Backtest vs Live Trading

AspectBacktestLive
DataHistorical OHLCVReal-time
OrdersSimulatedReal exchange orders
SlippageApproximatedActual market conditions
RiskNoneReal money at stake
SpeedInstant (years of data per minute)Real-time

Key Backtest Metrics

Profitability metrics

MetricWhat it meansTarget
Total Profit %Overall return over the periodPositive
Average Profit per TradeMean profit per closed trade>0
Best TradeBest single trade return
Worst TradeWorst single trade returnLimited loss

Risk metrics

MetricWhat it meansTarget
Max DrawdownLargest peak-to-trough decline<20%
Daily Loss LimitWorst single day lossLimited

Quality metrics (risk-adjusted return)

MetricWhat it meansTarget
Win Rate% of profitable trades>50% (mean reversion); 35–50% (trend-following)
Profit FactorGross profit ÷ gross loss>1.5
ExpectancyAverage expected return per trade>0
Sharpe RatioReturn ÷ total volatility>1.0
Sortino RatioReturn ÷ downside volatility>1.5
Calmar RatioReturn ÷ max drawdown>1.0

Activity metrics

MetricWhat it means
Total TradesNumber of trades opened/closed
Avg Trade DurationHow long trades are held
Backtest PeriodDate range covered

A full breakdown of how to interpret each of these metrics lives in analyzing backtest results.

Backtest Status Lifecycle

StatusDescription
pendingBacktest queued, waiting for runner
runningBacktest in progress on the assigned runner
completedBacktest finished successfully — results available
failedBacktest encountered an error (see error message in detail view)
cancelledBacktest was manually cancelled before completion

Status updates stream in real time over GraphQL WebSocket subscriptions, so the UI reflects progress without page refreshes.

Common Pitfalls to Avoid

  • Backtesting on too short a window.

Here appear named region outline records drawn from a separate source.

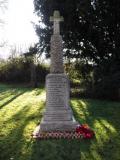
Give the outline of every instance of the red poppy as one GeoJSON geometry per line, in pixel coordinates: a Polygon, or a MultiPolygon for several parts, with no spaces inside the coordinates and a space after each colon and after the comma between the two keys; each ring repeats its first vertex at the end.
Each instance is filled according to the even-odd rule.
{"type": "Polygon", "coordinates": [[[85,139],[90,139],[94,136],[94,132],[86,124],[77,126],[76,132],[82,134],[85,139]]]}

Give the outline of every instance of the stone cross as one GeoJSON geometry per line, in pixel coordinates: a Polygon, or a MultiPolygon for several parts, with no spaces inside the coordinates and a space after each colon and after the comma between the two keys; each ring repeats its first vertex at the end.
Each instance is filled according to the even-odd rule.
{"type": "Polygon", "coordinates": [[[60,22],[64,21],[64,18],[60,16],[60,12],[54,11],[53,17],[50,17],[50,21],[54,22],[53,34],[60,34],[60,22]]]}

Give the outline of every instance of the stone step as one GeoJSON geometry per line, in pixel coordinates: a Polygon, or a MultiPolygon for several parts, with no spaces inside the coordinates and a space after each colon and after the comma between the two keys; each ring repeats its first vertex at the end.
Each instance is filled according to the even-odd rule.
{"type": "Polygon", "coordinates": [[[73,131],[77,127],[78,122],[73,121],[56,121],[45,122],[42,121],[40,125],[41,131],[73,131]]]}
{"type": "Polygon", "coordinates": [[[72,114],[72,111],[71,110],[65,110],[65,109],[63,109],[63,110],[46,110],[46,112],[45,112],[45,114],[46,115],[49,115],[49,114],[72,114]]]}
{"type": "Polygon", "coordinates": [[[70,121],[72,120],[71,115],[44,115],[44,121],[70,121]]]}

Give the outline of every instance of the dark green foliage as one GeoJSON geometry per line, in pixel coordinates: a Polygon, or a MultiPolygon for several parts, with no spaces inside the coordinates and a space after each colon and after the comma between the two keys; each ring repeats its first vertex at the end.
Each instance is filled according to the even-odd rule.
{"type": "MultiPolygon", "coordinates": [[[[65,56],[83,57],[98,63],[120,59],[120,3],[118,0],[34,0],[35,11],[46,25],[36,27],[41,51],[49,51],[52,24],[49,17],[58,9],[64,17],[61,25],[65,56]]],[[[40,23],[41,24],[41,23],[40,23]]]]}
{"type": "Polygon", "coordinates": [[[120,100],[120,64],[113,59],[95,68],[95,97],[120,100]]]}
{"type": "MultiPolygon", "coordinates": [[[[31,61],[26,58],[14,58],[0,65],[0,82],[9,83],[30,83],[31,80],[31,61]]],[[[36,66],[37,81],[45,82],[48,68],[43,65],[36,66]]]]}
{"type": "Polygon", "coordinates": [[[43,88],[0,85],[0,160],[119,160],[120,103],[73,99],[71,105],[95,137],[36,140],[31,134],[44,114],[43,88]]]}
{"type": "MultiPolygon", "coordinates": [[[[36,26],[41,52],[49,56],[52,34],[49,18],[54,10],[59,10],[64,17],[64,23],[61,23],[64,56],[93,62],[94,96],[120,99],[119,0],[34,0],[34,5],[45,24],[43,27],[40,22],[36,26]]],[[[81,69],[79,73],[86,74],[81,69]]]]}

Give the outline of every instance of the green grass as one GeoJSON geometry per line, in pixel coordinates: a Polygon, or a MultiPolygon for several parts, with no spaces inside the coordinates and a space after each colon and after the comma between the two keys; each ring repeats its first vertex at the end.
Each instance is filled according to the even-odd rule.
{"type": "Polygon", "coordinates": [[[45,91],[0,85],[0,160],[120,160],[120,103],[72,99],[76,119],[94,131],[92,140],[34,140],[45,91]]]}

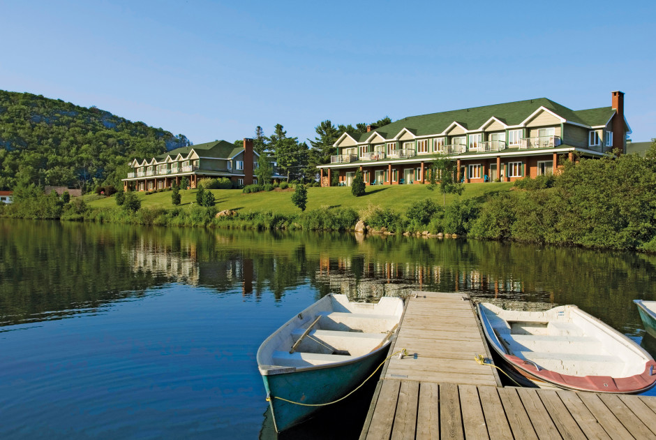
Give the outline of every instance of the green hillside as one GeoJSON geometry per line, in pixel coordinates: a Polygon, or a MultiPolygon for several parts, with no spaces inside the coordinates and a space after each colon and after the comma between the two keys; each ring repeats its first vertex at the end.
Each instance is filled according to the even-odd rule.
{"type": "Polygon", "coordinates": [[[187,145],[183,135],[96,107],[0,90],[0,190],[31,183],[86,190],[117,185],[130,158],[187,145]]]}

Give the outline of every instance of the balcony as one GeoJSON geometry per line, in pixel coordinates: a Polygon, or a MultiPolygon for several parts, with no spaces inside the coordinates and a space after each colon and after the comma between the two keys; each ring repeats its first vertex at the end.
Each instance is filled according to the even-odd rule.
{"type": "Polygon", "coordinates": [[[506,141],[505,140],[487,140],[478,142],[476,150],[479,152],[499,152],[505,149],[506,141]]]}
{"type": "Polygon", "coordinates": [[[384,159],[385,159],[385,152],[369,152],[360,154],[360,159],[362,161],[380,161],[384,159]]]}
{"type": "Polygon", "coordinates": [[[467,151],[467,146],[461,144],[441,145],[438,152],[442,154],[461,154],[467,151]]]}
{"type": "Polygon", "coordinates": [[[389,154],[387,155],[387,157],[389,159],[408,159],[409,157],[414,157],[416,154],[417,152],[414,149],[399,148],[398,149],[393,149],[389,152],[389,154]]]}
{"type": "Polygon", "coordinates": [[[519,140],[519,149],[549,148],[560,145],[560,136],[538,136],[537,138],[522,138],[519,140]]]}
{"type": "Polygon", "coordinates": [[[348,163],[357,160],[357,154],[338,154],[330,156],[331,163],[348,163]]]}

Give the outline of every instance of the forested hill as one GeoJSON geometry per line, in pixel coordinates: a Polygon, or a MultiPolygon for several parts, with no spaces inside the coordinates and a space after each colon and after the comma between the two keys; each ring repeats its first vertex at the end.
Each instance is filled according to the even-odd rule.
{"type": "Polygon", "coordinates": [[[31,183],[87,191],[119,185],[130,159],[190,143],[96,107],[0,90],[0,190],[31,183]]]}

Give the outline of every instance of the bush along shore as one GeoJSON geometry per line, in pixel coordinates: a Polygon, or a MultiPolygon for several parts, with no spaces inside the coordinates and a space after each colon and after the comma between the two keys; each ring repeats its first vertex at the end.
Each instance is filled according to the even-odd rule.
{"type": "MultiPolygon", "coordinates": [[[[404,210],[368,205],[359,210],[326,206],[289,214],[220,210],[213,200],[209,206],[199,203],[140,207],[135,195],[121,192],[112,196],[125,198],[121,207],[91,209],[80,198],[64,203],[57,194],[45,195],[32,186],[18,189],[16,203],[0,208],[0,215],[172,226],[449,234],[656,252],[653,157],[624,155],[566,162],[558,175],[526,177],[516,181],[512,191],[456,198],[445,208],[431,194],[426,191],[426,199],[404,210]]],[[[354,196],[345,193],[344,197],[354,196]]]]}

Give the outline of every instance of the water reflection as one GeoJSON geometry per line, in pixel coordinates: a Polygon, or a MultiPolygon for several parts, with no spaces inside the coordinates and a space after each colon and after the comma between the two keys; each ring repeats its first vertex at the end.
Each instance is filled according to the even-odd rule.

Always use at least 12 months of data; ideally 2–3 years covering multiple market regimes (bull, bear, sideways).
  • Overfitting to a single time period. A strategy that works perfectly on one window often fails out-of-sample. See the avoiding overfitting guide and walk-forward optimization for prevention techniques.
  • Ignoring trade count. Fewer than 30 trades makes any metric statistically unreliable. Extend the date range or add more pairs.
  • Skipping out-of-sample validation. Always reserve 20–30% of your data for a holdout test the optimizer never sees.